New listeners need a steer with this band, so here’s a few of my favourites. National Shite Day is a diatribe on any day spent on a dreary high-street, Arthur’s Farm is a relatively well-arranged song that weaves together Animal Farm and limbless fighter pilots. You want direct esotericism? Tour Jacket With Detachable Sleeves is a romantic tragedy with a backdrop of provincial prog rock tribute nights. If you dig deep with this band, you won’t be disappointed.
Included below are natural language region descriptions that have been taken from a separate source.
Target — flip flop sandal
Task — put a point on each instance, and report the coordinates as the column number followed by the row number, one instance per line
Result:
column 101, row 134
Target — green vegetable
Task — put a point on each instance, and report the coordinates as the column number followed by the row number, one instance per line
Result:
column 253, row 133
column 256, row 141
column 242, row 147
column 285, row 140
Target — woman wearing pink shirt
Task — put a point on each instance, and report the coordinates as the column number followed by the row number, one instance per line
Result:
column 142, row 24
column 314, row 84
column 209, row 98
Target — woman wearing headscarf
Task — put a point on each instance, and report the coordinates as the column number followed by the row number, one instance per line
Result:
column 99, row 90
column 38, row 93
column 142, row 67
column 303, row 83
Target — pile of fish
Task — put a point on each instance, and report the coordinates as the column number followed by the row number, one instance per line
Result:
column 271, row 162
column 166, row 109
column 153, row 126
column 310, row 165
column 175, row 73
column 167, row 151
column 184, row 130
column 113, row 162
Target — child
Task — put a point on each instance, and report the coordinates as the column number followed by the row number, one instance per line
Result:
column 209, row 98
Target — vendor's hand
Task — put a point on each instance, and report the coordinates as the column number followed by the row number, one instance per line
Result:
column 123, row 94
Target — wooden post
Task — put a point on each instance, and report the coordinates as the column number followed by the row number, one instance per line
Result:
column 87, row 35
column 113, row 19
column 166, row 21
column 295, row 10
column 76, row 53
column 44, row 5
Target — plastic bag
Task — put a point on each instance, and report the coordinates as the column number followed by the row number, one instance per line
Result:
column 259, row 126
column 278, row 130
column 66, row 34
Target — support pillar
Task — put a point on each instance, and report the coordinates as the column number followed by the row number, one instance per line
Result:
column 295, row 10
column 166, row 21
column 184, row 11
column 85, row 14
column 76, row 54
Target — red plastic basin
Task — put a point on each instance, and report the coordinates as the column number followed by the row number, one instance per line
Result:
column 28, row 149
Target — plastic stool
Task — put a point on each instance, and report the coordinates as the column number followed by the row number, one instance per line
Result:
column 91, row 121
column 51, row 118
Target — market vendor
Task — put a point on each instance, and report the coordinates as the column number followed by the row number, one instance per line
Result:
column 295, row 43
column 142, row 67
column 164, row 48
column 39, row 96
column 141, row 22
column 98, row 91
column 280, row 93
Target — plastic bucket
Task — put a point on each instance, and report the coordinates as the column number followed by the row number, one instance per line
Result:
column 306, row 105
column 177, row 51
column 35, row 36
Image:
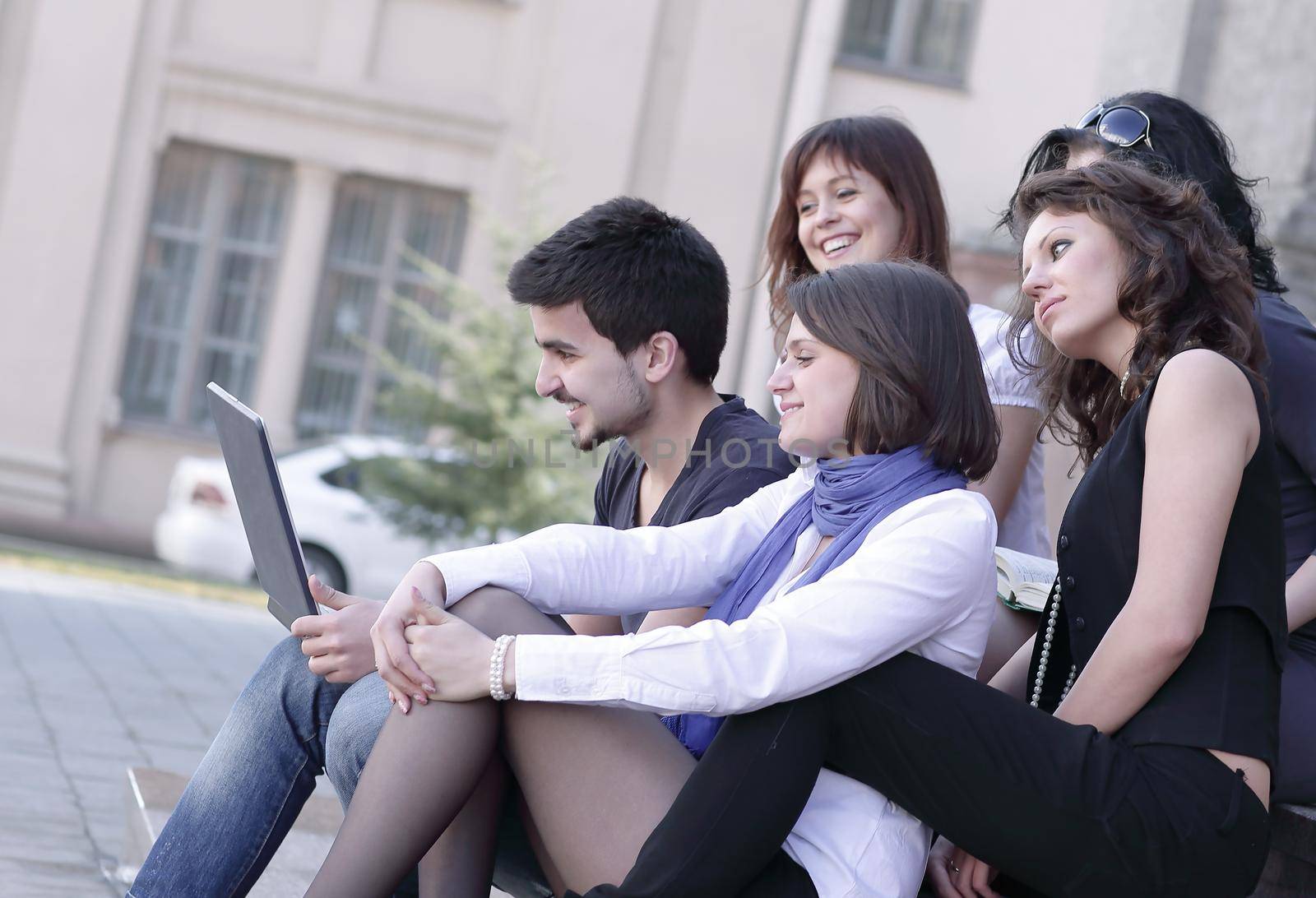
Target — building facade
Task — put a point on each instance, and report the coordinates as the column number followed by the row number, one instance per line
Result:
column 232, row 190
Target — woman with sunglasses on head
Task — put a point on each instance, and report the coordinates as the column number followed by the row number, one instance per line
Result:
column 1127, row 751
column 864, row 190
column 873, row 551
column 1168, row 135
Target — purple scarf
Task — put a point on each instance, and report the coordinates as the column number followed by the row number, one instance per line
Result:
column 849, row 498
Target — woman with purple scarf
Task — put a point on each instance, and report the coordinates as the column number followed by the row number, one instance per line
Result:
column 873, row 551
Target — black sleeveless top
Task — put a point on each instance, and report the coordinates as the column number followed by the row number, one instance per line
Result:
column 1226, row 694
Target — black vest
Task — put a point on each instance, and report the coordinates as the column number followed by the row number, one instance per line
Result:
column 1226, row 694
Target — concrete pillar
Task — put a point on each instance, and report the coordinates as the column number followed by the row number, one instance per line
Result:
column 283, row 350
column 820, row 35
column 78, row 67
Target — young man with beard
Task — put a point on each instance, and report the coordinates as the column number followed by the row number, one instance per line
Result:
column 629, row 307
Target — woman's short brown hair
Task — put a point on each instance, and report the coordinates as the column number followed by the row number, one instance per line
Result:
column 920, row 376
column 890, row 151
column 1186, row 280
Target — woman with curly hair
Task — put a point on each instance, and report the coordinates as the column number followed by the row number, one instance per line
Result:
column 1128, row 748
column 1170, row 136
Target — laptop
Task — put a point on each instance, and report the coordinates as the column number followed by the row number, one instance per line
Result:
column 258, row 490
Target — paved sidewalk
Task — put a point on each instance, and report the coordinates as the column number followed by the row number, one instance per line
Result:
column 96, row 677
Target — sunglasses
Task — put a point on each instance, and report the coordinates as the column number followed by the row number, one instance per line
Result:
column 1120, row 125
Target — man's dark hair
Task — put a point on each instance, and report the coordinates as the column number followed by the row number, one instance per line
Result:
column 635, row 271
column 1189, row 144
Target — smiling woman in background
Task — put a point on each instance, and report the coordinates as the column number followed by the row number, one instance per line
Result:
column 864, row 190
column 1128, row 748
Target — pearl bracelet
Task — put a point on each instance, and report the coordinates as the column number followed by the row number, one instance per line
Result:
column 498, row 661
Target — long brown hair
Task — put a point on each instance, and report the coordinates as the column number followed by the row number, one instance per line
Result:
column 1186, row 280
column 886, row 149
column 920, row 377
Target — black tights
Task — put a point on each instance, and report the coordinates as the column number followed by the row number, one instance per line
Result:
column 1063, row 808
column 595, row 782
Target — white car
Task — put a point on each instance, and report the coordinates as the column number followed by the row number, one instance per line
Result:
column 345, row 540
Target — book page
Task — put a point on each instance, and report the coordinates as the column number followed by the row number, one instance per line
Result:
column 1026, row 569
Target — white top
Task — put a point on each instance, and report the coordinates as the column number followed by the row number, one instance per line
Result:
column 923, row 581
column 1024, row 528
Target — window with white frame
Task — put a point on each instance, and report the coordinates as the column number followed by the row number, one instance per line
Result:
column 206, row 280
column 925, row 39
column 377, row 225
I still beam if I hear Dreaming of You or In the Morning come on in a pub, before boring everyone by telling them, again, that The Coral are from two towns over to where I grew up. The band, and now Bill Ryder-Jones’ solo work, is still sating my 16 year old cardigan days, drinking Boddingtons and beginning to feel out of place. The hits are still great, but last year I was shown a song I’d not heard before, at 4am in a living room, by a German friend who really knows his psych. The daft pride, at that moment, was immense.
Haig Binnie
This song was perhaps the longest standing ‘get your shit together, we’re leaving’ song of my time at university. An anthem to announce the departure from one part of the night, and the entrance into another. The rushed preparation of a journey juice, the ever required phone/wallet/keys pat down, assurances that someone had gum on them and that everyone had enough change to get the bus. Reflecting on this song, I think it particularly represents a time in my life when I urgently and desperately sought to be part of a greater whole. A time when I was surrounded by individuals I cared and still care about greatly, and yet I couldn’t help but shake the feeling of segregation. Invisible, intangible barriers of my own construction preventing me from realising how good I had it. The moments of belonging, those when I was not preoccupied with my own thoughts, were those when I was surrounded by these same people, a time in my life I still yearn for at times, despite knowing I wouldn’t want to return to that version of myself.
I can’t say that I know what the song is about, and to be honest I’ve never sought any deeper meaning from it. I am sure it will fail to elicit the same hair raising, spine tingling effect that many other Deep Cuts selections will, but that’s OK with me, for me this song is the sound of belonging and the warm embrace of unquestioning inclusion.